MLB and Wieden+Kennedy worked together in research to define the MLB brand, examining baseball’s audience and the game’s emotional and functional benefits “while thinking about how to wrap those together with the attributes you are trying to convey.”
The work arrived at attributes of “charming,” “communal,” “dynamic” and “purposeful,” and with a plan to express those attributes through stories illustrating the “tension between the expected and unexpected” that marks baseball, Timpone said. “Like there’s nothing happening—and then everything’s happening.”
Timpone said the campaign includes TV ads but also out-of-home and experiential activations at MLB events. “When you see the tagline of ‘Baseball is something else,’ we’re going to tell a story about all the various elements that make that up. That’s going to take many seasons to fully tell,” she said.
“We believe that by making an investment in our brand, it will make it more clear how to be more welcoming to fans wherever they are in their journey, whether or not they're already expert, or they're newer,” she added.

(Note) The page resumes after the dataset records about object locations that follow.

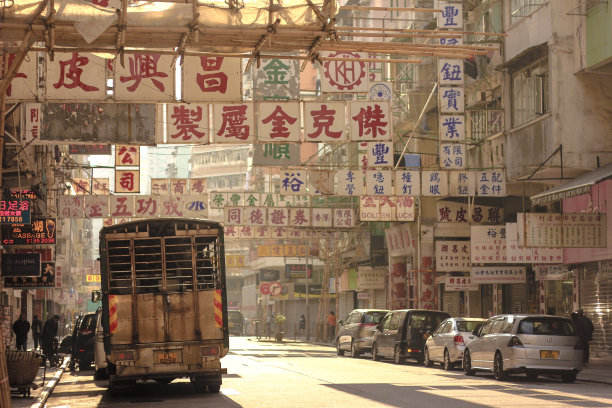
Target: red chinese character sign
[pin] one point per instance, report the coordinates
(127, 155)
(324, 122)
(279, 122)
(145, 77)
(127, 181)
(349, 75)
(76, 75)
(208, 79)
(23, 85)
(370, 121)
(233, 123)
(187, 123)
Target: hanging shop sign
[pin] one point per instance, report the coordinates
(498, 274)
(488, 244)
(584, 230)
(459, 283)
(452, 256)
(552, 272)
(15, 211)
(46, 279)
(39, 232)
(19, 265)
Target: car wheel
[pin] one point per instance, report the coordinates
(447, 363)
(467, 364)
(375, 355)
(569, 377)
(426, 360)
(397, 358)
(498, 367)
(338, 350)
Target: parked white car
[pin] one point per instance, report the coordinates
(447, 342)
(530, 344)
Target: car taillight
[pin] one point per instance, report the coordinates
(209, 351)
(124, 356)
(515, 342)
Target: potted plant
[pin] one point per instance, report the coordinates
(279, 323)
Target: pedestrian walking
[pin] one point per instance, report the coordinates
(48, 337)
(21, 327)
(36, 331)
(302, 326)
(331, 325)
(588, 334)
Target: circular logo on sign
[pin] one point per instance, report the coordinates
(344, 75)
(380, 92)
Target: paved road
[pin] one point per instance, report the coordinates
(292, 375)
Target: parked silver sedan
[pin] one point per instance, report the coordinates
(447, 342)
(530, 344)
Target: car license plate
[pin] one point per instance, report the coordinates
(168, 357)
(549, 354)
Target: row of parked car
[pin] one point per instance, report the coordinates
(503, 344)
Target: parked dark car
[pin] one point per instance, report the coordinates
(83, 340)
(356, 332)
(402, 334)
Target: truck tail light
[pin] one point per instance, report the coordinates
(125, 356)
(209, 351)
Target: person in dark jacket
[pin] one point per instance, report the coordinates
(36, 331)
(48, 336)
(21, 328)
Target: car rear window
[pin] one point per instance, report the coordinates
(546, 326)
(426, 321)
(468, 326)
(373, 317)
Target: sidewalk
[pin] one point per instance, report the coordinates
(599, 371)
(17, 400)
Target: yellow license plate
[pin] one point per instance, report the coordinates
(170, 357)
(549, 354)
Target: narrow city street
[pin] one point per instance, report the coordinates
(269, 374)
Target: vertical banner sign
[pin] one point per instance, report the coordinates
(276, 79)
(211, 79)
(348, 75)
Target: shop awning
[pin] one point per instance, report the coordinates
(579, 186)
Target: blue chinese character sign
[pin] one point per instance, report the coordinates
(450, 14)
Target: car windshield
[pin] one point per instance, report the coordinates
(373, 317)
(426, 321)
(468, 326)
(549, 326)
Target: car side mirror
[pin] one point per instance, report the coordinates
(96, 296)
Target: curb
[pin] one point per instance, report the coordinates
(46, 392)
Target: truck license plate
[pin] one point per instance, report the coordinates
(168, 357)
(549, 354)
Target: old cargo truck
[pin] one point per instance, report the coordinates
(164, 303)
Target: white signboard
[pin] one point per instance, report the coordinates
(453, 256)
(488, 244)
(233, 123)
(370, 278)
(498, 274)
(370, 121)
(208, 79)
(459, 283)
(278, 122)
(145, 77)
(324, 122)
(187, 123)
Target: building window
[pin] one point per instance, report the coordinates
(523, 8)
(530, 93)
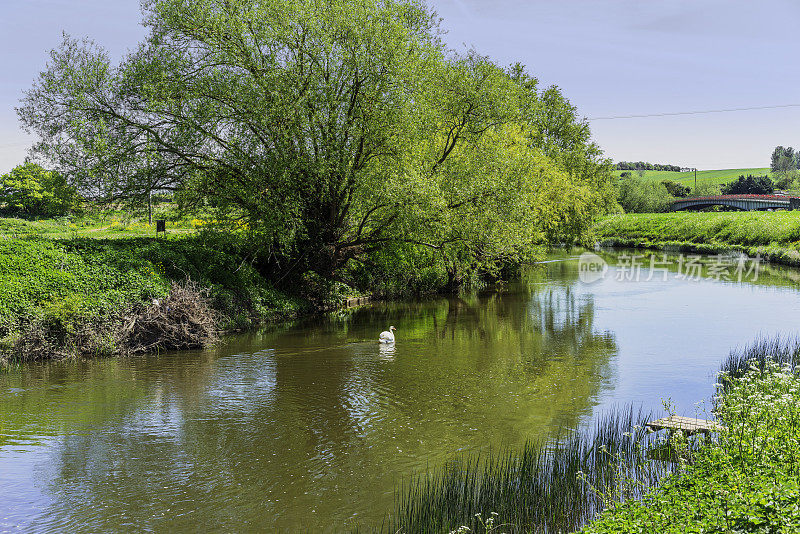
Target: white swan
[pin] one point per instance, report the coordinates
(387, 336)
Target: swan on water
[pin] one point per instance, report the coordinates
(387, 336)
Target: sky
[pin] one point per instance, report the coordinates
(611, 58)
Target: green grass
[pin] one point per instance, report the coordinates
(60, 285)
(96, 228)
(773, 235)
(713, 177)
(746, 481)
(542, 487)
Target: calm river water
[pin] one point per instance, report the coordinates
(311, 426)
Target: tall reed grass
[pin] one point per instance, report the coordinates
(779, 350)
(552, 486)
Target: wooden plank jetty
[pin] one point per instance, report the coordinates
(689, 425)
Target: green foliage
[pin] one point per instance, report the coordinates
(643, 165)
(784, 159)
(747, 481)
(31, 191)
(638, 195)
(704, 178)
(542, 487)
(61, 285)
(750, 185)
(327, 131)
(675, 189)
(731, 228)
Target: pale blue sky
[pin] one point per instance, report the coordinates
(611, 58)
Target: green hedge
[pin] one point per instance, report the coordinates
(77, 279)
(748, 481)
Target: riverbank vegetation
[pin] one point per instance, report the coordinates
(66, 297)
(708, 178)
(553, 486)
(327, 146)
(616, 477)
(774, 236)
(744, 481)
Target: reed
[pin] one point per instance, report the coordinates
(782, 351)
(551, 486)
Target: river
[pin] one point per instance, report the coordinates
(310, 426)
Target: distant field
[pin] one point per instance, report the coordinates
(772, 235)
(721, 176)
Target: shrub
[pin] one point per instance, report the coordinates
(747, 481)
(31, 191)
(675, 189)
(750, 185)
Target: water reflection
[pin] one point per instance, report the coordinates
(311, 425)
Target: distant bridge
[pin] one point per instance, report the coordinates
(740, 202)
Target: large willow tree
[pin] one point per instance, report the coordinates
(331, 129)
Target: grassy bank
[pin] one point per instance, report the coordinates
(775, 236)
(66, 297)
(554, 486)
(746, 481)
(616, 477)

Unlike a year ago when a labor dispute put Opening Day on hold, MLB is charging into the new year on the momentum of the World Baseball Classic and the prospect of new rules designed to make gameplay faster and more exciting.
“All these things are coming together in a way that makes us feel really, really good about what we have on tap for 2023 in a way we haven’t felt for the last couple of years,” said Chris Marinak, chief operations and strategy officer for MLB, speaking at a press event at MLB’s Manhattan headquarters.